In this poem Frost dreams of going back to his childhood when his life was simple and carefree. This peaceful and uninhibited time being when he was swinging among the birch trees; it is through this image that Frost conveys his means to go back and forth between his own version of heaven and back down to earth. Upon remembering this time however he mentions how "Truth broke in With all her matter-of-fact". He capitalizes and personifies the word truth to imply great emphasis, suggesting how the truth can sometimes cause breaks in dreams; thus allowing reality to set in. The wonderful thing though is that no matter how much the truth tries to influence our lives, for Frost, simply thinking of birches can bring him to heaven. He later goes on to say, "Earth's the right place for love: I dont know where it's likely to go better". This is the reason he would want to come back at all, because for him there is no better place on Earth to love and be loved. 

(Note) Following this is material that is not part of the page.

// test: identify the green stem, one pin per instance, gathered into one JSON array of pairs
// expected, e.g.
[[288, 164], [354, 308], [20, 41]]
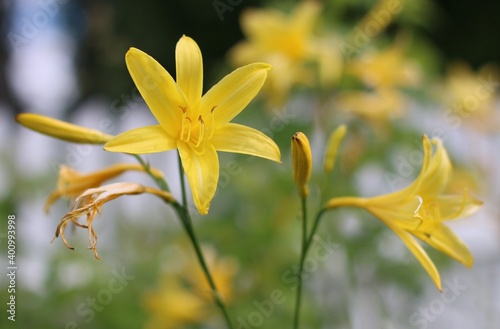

Other Poems by Robert Frost at: www.ketzle.com/frost/









Comments (6)

Anonymous said

at 9:28 am on May 10, 2007

I really enjoyed your interpretation of Birches. I think you've hit the meaning to a T. I particularly like the quote you used," "Earth's the right place for love" It seems like such a simple concept, but thats what Frost did. He created the simple into extraordinary. Very nice page =)

Anonymous said

at 9:37 am on May 10, 2007

Always been a favorite poet and you seem to have done a lot of work to make this page worth reading. The anayses are great and break the poems down to a much more understandable level.

Anonymous said

at 9:40 am on May 10, 2007

Your history of Mr. Frost was very nice. I would contend with your however, that there is a hidden meaning of inequality in Mending Wall. The fact that one of the neighbors wants to put a wall between the two houses is, I think, a metaphor for the way people throughout history have always sought to keep people who are different out of their way of life. At the same time there is the person on the other side of the fence who wants nothing more than to share his life with those on the former side.
Thats just the side of the poem I saw. Your interpretation was very good as well.
Great job!

Anonymous said

at 9:41 am on May 10, 2007

I really liked your page! the description of the author helped understand the poems a little better and there wasn't any useless information.
Mending wall was really long and when i read it i really had no idea what the real meaning was, but your explination was really good. I would have said a little more about it, or taked some more lines from the poem and defined/ translated them, but it gave a really good general meaning.
I really liked the picture you had for birches! Again, it was a really good general summary , but i think the general idea was easy to see. There were a lot of lines i didnt understand, so i think it would have been nice to use more examples from the poem.
Overall i think you did a really good job! I like it!

Anonymous said

at 9:45 am on May 10, 2007

I really enjoyed this page. Robert Frost is an interesting man and writes some really long poems, holy cow. It is a well put together page I thought and very insightful.

Anonymous said

at 9:54 am on May 10, 2007

Love the imagery and use of colorful pictures to support the poems. Good analysis of poems as well.